2001, arrivée à Nancy. Je fais la connaissance d’un sale jeune un peu mutant sur les bords à la salle d’escalade. De conneries en rigolades ça devient un bon pote et je le met à la spéléo.
2004, Cha déménage à Chamonix pour suivre sa passion de la montagne.
Mars ou avril 2006, coup de fil: "Salut c’est Cha, tu m’as mis à la spéléo, je te met au parapente. Je te connais tu vas adorer. Je t’ai retenu une place à un stage init’ début mai… Branle-bas de combat au boulot pour arranger le planning, et feu!!!

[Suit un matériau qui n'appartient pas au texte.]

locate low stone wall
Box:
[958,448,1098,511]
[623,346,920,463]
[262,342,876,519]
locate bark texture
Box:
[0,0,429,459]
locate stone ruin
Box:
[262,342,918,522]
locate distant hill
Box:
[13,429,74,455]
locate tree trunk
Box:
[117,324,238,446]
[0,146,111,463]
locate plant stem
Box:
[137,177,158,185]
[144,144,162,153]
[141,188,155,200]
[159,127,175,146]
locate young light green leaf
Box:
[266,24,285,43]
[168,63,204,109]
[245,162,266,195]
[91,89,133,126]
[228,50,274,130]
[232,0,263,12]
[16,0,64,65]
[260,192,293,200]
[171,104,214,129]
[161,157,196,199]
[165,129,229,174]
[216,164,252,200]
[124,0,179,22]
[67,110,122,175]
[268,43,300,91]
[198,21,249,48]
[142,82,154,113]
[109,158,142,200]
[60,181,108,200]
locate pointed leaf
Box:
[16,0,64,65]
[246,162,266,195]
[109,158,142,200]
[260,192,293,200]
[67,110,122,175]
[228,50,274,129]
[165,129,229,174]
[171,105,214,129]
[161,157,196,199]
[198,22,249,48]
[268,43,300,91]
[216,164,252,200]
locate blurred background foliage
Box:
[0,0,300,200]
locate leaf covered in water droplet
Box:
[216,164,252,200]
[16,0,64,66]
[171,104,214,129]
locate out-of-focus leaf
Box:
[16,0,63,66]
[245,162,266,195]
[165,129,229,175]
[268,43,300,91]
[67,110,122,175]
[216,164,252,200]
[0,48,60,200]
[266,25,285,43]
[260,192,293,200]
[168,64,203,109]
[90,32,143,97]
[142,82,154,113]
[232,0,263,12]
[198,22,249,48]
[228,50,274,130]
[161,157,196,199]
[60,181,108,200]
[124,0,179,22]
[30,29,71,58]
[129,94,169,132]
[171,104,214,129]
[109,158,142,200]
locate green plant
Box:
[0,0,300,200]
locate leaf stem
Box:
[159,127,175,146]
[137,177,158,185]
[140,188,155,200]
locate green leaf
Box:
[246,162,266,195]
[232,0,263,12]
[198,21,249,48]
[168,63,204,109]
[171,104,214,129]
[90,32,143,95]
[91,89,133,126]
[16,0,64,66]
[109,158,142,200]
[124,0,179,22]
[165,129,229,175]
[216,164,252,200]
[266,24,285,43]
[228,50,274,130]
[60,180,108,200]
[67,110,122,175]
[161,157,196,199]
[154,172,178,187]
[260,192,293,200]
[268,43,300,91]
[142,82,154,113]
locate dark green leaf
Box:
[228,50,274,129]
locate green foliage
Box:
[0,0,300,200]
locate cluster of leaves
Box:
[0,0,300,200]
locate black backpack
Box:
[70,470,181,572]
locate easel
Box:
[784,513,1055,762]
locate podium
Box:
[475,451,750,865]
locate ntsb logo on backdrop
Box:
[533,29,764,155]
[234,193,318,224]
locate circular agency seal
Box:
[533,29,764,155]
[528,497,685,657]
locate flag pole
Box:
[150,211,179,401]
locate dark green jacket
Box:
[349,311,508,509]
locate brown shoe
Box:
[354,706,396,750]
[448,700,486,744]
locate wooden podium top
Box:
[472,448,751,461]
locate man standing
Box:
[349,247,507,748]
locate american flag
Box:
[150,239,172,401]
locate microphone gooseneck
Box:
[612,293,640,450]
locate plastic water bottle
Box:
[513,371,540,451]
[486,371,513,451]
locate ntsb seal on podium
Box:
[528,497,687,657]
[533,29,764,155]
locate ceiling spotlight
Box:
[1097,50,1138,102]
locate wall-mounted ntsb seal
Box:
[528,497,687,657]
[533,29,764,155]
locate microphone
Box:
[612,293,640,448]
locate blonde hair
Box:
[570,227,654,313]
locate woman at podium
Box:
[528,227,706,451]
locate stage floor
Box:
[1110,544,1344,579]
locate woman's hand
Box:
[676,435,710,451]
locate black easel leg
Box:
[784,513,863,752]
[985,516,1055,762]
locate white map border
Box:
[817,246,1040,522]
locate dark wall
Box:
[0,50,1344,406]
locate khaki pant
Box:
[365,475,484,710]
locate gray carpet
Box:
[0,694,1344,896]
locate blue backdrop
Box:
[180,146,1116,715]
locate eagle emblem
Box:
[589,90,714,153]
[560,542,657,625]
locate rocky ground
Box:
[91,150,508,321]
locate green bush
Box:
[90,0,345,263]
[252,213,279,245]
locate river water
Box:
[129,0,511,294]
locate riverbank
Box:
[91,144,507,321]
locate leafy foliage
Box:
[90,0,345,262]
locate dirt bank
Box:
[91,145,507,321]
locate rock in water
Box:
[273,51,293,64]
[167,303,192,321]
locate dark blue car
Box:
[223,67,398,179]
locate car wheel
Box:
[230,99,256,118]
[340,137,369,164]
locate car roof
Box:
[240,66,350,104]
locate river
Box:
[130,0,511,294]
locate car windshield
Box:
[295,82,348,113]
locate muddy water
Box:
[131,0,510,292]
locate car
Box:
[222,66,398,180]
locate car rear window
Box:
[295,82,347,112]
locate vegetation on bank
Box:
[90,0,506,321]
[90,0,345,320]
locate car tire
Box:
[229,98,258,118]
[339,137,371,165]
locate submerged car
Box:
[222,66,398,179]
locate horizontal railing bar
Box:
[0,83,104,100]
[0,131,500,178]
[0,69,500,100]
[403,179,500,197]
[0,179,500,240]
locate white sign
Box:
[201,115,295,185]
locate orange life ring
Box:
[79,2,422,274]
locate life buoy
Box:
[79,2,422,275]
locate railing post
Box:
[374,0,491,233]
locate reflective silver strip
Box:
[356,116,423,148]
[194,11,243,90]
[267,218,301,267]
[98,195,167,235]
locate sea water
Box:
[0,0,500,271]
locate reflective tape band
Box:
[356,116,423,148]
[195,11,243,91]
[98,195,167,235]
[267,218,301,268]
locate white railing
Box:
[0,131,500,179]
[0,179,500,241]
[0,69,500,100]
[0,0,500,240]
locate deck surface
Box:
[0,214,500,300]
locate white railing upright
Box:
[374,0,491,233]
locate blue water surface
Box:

Init et perf’ dans la foulée, je suis reparti avec ma voile. Puis pris en charge dans un super club pour continuer à progresser (Brevet, BPC, QBi). Depuis je suis mort pour la société: quand je ne suis pas au taf c’est que je suis en l’air…
Une pensée particulière pour Cha, avec qui il est maintenant impossible que je décolle du Mont-Blanc. A Sab’, Jean-Lou, You et Rémi de NVL pour leurs conseils, et aux Ailes du Mont-Blanc pour m’avoir si bien refilé leur virus. Et à tous les parapotes plus ou moins anonymes que j’ai croisés un peu partout.